Is 4k really important? I am a tech enthusiast, but I don't have a single 4k panel in the home. I have 3 LCD tvs in the house and 14 displays(including family tablets,laptops & phones). Short of someone buying midrange 4k tvs from Costco, how they watching 4k content?
At the distance I sit from our main TV and its size that I am limited to because it's in a custom cabinet, I have a hard time telling 720p and 1080P apart. I did some number crunching based on assumptions about 4K I got from reading an article I came across at the time and I would need a 120" tv assuming 20/20 vision to be able to tell the difference.
So I think it's kind of pointless but if I were a company trying to make a sale over my competitors, I would at least offer a product with specs at least as good as the competition or offer it comparitively cheaper.
Human eye is said to resolve 0.5 seconds of arc...It can detect a single dot ...
- at 10' distance on a 1080p screen which is 33" across
- at 20' distance on a 1080p screen which is 66" across
- at 30' distance on a 1080p screen which is 100" across
- at 40' distance on a 1080p screen which is 133" across
At those listed distances, if your screen is any smaller than the listed horizontal size, you CANNOT detect a single pixel!

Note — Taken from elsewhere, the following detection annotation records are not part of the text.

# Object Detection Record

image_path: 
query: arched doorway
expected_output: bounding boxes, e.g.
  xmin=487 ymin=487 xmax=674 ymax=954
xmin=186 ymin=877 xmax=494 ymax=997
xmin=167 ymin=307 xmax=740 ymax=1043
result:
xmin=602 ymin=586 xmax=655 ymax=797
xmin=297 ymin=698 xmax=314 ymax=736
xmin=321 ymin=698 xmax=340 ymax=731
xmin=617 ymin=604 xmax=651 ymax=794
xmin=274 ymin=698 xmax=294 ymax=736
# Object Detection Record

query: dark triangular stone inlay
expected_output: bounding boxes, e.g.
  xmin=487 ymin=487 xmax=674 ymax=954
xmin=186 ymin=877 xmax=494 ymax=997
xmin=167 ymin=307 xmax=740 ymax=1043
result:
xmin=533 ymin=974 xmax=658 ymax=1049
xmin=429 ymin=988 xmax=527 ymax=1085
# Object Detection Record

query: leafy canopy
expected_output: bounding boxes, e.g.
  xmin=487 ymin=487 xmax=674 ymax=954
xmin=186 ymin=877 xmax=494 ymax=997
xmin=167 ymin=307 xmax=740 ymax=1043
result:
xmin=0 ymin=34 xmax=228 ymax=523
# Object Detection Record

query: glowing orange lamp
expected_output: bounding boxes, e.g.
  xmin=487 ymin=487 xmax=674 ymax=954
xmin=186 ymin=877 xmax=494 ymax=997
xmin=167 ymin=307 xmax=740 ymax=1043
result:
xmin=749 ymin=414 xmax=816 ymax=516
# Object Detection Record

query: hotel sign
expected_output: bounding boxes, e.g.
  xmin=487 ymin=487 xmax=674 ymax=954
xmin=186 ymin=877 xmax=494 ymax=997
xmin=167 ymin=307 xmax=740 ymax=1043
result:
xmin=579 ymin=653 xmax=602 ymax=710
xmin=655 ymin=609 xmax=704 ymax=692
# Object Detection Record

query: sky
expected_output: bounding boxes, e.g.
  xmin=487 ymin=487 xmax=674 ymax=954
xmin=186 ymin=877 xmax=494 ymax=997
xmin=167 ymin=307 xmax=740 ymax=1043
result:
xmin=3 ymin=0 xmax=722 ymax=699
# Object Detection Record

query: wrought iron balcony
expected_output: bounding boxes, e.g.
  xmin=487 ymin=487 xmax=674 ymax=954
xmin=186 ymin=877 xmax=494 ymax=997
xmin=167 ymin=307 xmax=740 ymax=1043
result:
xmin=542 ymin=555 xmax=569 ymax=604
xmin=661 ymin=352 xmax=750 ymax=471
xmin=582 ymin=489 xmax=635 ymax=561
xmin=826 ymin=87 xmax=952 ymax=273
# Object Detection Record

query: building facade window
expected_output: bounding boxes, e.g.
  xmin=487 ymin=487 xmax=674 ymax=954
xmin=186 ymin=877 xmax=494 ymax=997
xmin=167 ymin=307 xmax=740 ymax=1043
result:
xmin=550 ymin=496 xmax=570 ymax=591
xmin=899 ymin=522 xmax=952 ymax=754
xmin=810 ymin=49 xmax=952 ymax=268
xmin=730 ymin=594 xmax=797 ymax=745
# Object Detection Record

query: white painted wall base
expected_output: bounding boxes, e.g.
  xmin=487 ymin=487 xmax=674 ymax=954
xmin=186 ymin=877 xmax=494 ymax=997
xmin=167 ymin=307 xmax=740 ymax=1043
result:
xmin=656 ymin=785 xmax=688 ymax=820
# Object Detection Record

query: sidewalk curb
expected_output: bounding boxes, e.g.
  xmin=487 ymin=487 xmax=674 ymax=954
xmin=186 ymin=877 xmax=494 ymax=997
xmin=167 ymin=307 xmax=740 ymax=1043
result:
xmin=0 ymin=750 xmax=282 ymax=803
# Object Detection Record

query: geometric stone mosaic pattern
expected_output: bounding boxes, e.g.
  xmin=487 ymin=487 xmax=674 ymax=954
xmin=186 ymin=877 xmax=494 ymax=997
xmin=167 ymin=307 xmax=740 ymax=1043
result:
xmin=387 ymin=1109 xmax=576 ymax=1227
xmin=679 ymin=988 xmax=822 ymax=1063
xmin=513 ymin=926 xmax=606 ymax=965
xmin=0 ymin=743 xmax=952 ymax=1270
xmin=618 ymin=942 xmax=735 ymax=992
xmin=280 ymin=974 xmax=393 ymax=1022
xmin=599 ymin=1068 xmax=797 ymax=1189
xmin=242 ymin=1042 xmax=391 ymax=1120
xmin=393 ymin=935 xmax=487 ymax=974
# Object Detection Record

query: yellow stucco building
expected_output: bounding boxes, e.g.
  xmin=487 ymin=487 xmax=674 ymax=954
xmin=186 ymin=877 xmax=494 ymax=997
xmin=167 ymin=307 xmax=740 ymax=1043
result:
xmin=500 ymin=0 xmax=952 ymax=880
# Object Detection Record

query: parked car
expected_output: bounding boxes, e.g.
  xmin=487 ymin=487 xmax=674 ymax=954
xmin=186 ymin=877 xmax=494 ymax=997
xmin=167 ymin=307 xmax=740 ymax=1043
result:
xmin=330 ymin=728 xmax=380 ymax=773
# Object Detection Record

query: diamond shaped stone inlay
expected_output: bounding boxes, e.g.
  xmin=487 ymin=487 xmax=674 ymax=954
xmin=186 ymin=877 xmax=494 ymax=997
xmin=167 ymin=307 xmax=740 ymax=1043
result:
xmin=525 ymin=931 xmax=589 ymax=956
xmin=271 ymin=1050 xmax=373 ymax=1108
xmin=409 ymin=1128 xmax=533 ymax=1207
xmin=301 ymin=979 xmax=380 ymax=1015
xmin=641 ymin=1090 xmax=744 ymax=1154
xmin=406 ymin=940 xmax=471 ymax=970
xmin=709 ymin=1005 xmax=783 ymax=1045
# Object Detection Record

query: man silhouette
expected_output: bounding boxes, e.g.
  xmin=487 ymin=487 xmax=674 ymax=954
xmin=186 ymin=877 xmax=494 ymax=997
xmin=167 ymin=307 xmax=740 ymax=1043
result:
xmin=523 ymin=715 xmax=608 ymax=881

4096 pixels which are same size as above means the eye can detect a pixel
- at 10' distance on a 4K screen which is 71" across
- at 20' distance on a 4K screen which is 142" across
- at 30' distance on a 4K screen which is 214" across
- at 40' distance on a 4K screen which is 285" across
- at 80' distance on a 4K screen which is 570" across
So at a viewing distance of 10' improving the screen resolution to better than 1080p when it is > 33" across indeed would be of benefit.
And if you do not want to see a 0.14" single pixel at the cinema with 43' wide 4K digital projection, do not sit closer than 72'.